Railway station in Wedel, Germany

Wedel station (officially Wedel (Holst), meaning Wedel in Holstein) is a railway station on the Altona-Blankenese line, served by the rapid transit trains of the Hamburg S-Bahn, located in Wedel, Germany.

It is a terminus of the line S1.

==History==
The station was opened on 1 December 1883. The station was then served by four steam trains a day, the number increased to 16 by 1904. During World War II, on 3 March 1943, bombs heavily damaged the station building, which was rebuilt after the war, but demolished in the 1980s for a new car park and bus stop.
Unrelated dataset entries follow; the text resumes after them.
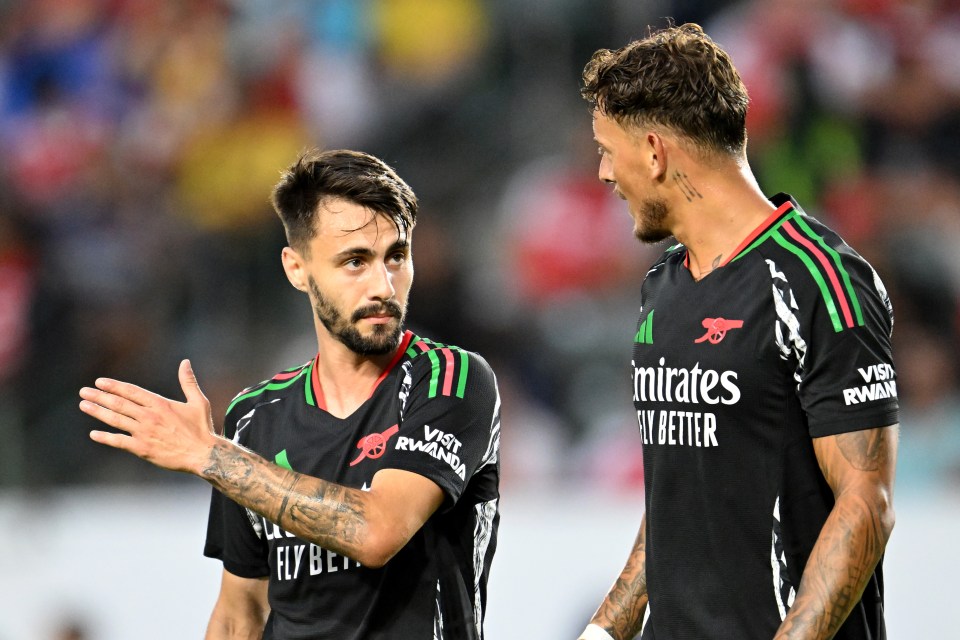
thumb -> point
(189, 384)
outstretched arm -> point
(240, 612)
(859, 467)
(368, 526)
(621, 613)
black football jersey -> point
(733, 376)
(435, 412)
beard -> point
(385, 337)
(650, 227)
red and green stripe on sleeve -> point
(788, 228)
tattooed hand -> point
(172, 435)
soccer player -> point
(356, 495)
(762, 374)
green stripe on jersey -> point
(434, 372)
(281, 460)
(767, 234)
(269, 386)
(464, 367)
(851, 293)
(817, 276)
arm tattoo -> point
(327, 514)
(621, 613)
(860, 470)
(686, 187)
(863, 449)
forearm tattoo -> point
(321, 512)
(686, 186)
(850, 545)
(621, 613)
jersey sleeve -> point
(450, 419)
(848, 380)
(235, 534)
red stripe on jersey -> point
(827, 267)
(448, 378)
(404, 343)
(315, 383)
(766, 224)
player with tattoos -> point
(356, 495)
(761, 371)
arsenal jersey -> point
(435, 412)
(733, 377)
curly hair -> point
(677, 78)
(353, 176)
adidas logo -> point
(645, 331)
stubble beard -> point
(650, 227)
(385, 337)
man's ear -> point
(658, 155)
(295, 268)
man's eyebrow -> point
(354, 252)
(367, 252)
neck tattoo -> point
(713, 265)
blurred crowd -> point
(139, 141)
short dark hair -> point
(353, 176)
(677, 78)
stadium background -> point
(138, 144)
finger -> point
(131, 392)
(107, 416)
(189, 384)
(115, 440)
(114, 403)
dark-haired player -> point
(762, 374)
(357, 494)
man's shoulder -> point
(277, 386)
(446, 369)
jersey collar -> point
(787, 207)
(314, 392)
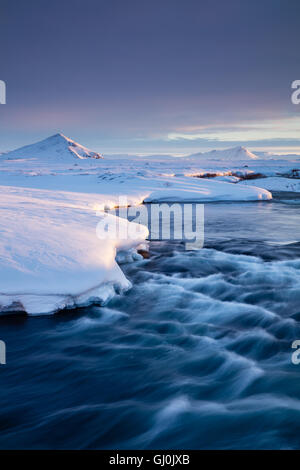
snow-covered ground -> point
(52, 194)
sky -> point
(159, 76)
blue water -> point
(196, 355)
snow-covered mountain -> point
(235, 153)
(57, 148)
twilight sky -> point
(151, 75)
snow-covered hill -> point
(235, 153)
(57, 148)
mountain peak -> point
(234, 153)
(57, 147)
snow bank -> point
(208, 191)
(50, 256)
(276, 184)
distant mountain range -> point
(60, 148)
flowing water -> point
(196, 355)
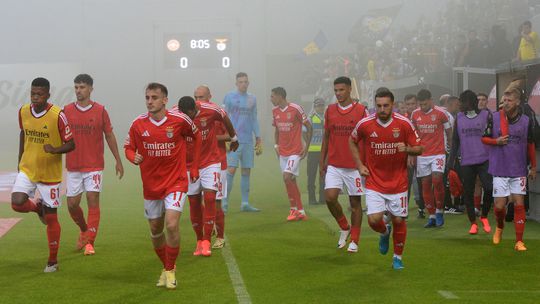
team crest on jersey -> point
(170, 132)
(395, 132)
Electrification of the railway line was planned since 1948. It was completed in May 1950 to Sülldorf. On 20 May 1954 the electrified track to Wedel was opened.

==Station layout==
The station is an at-grade terminus with one platform and two tracks. The station is unstaffed but an SOS and information telephone is available. There are several places to lock a bicycle as well as a Park and ride car park. The station is fully accessible for handicapped persons. Also a public toilet and a taxi stand can be found near the station. A shopping arcade is located in the station entrance. There are no lockerboxes.

==Service==
Trains of S1 line serve the station. A bus stop is located near the station, which is served by bus lines 189, 289, 395, 489, 589, 594 and night bus lines 601, and 621.